5. Ideally, grid-6 exchange info should be required on both sides of the QSO.
a. Where a grid-6 to grid-6 is exchanged, the distance is calculated from the
center of the grid-6.
b. Where one end of the QSO is a Grid-4 and the other is a Grid-6, the
distance is calculated from the center of the Grid-6 to the center of the
CLOSEST Grid-6 in the Grid-4.
c. Where Grid-4 to Grid-4 is exchanged, the distance is calculated from the
center of the CLOSEST Grid-6 to the center of the CLOSEST Grid-6.
i. Note: Sections b and c avoids an over-counting of distance that is
possible if only a grid-4 is given, but is dependent upon computing
logging program abilities to accomplish.
ii. Alternate on Sections b and c: for purposes of simplicity, calculate
all exchanges from the center of the grid-4 or grid-6. Gradually
phase-in a grid-6 requirement over several contests:
1. Strong encouragement initially for grid-6, but grid-4
allowed on both sides of the exchange.
2. Then, small bonus given for any stations submitting a log
that consistently provides grid-6 info (or a point reduction
for any station submitting a log with grid-4 info).
3. Then, grid-6 required for stations submitting a log.
4. Then, a reduction in distance points on any QSO’s with
grid-4 info on either side of the exchange.
5. Then, grid-6 required on both sides of a QSO for the
contact to be considered valid.
Appendix V – Recommendations
The following recommendations were developed by the working group in 2009, and
were originally made part of an Executive Summary in earlier drafts of this
document.

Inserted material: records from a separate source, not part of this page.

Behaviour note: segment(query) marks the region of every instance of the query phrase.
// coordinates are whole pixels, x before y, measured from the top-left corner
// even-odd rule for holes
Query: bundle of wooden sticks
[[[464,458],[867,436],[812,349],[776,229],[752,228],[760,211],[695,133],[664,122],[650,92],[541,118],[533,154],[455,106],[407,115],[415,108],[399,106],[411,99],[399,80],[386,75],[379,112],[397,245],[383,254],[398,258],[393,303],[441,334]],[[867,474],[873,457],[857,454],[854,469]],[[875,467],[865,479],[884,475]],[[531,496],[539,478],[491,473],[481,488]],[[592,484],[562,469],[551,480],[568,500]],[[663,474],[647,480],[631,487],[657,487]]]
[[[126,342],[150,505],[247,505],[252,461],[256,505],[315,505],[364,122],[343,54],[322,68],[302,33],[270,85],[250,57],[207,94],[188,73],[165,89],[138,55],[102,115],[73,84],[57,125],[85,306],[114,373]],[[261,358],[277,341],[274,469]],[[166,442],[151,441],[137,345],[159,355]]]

The recommendations are meant as an overview of suggested avenues to
take, with more specific proposals being contained in Appendix II and IV.
Recommendations on Preferred Contests
Recommendation 1. Experimentation of distance rules should occur in the
short-term, either in a new contest or with the VHF Sprints.
Recommendation 2. The working group recommends that September, August
UHF, and January contests be studied further for possible adoption of
distance scoring rules in the long-term.
Recommendations on Preferred Methods
Recommendation 3. Points per km should be seriously considered as the
appropriate measure of “distance”.
Recommendation 4. In multi-band contests, a gradual band weighting
schedule should be given further consideration in distance events.
Recommendation 5: For very long distance contacts, various types of
distance limits, such as a sliding scale, should be given further consideration.
Recommendation 6: Some type of re-contact rule should be given further
Recommendations on Administrative Items
Recommendation 7: Wherever possible, distance rules should be kept simple.
Recommendation 8. 4 digits may be viable on a near-term basis as an easy
transition to distance events. Ultimately, 6 digits should be strongly
encouraged on both sides of the exchange.
Recommendation 9: Contest sponsors should develop and announce a
standard method by which distances will be calculated. This will encourage
logging developers to use the same procedures. Appendix IV contains model
distance calculation standards for further consideration.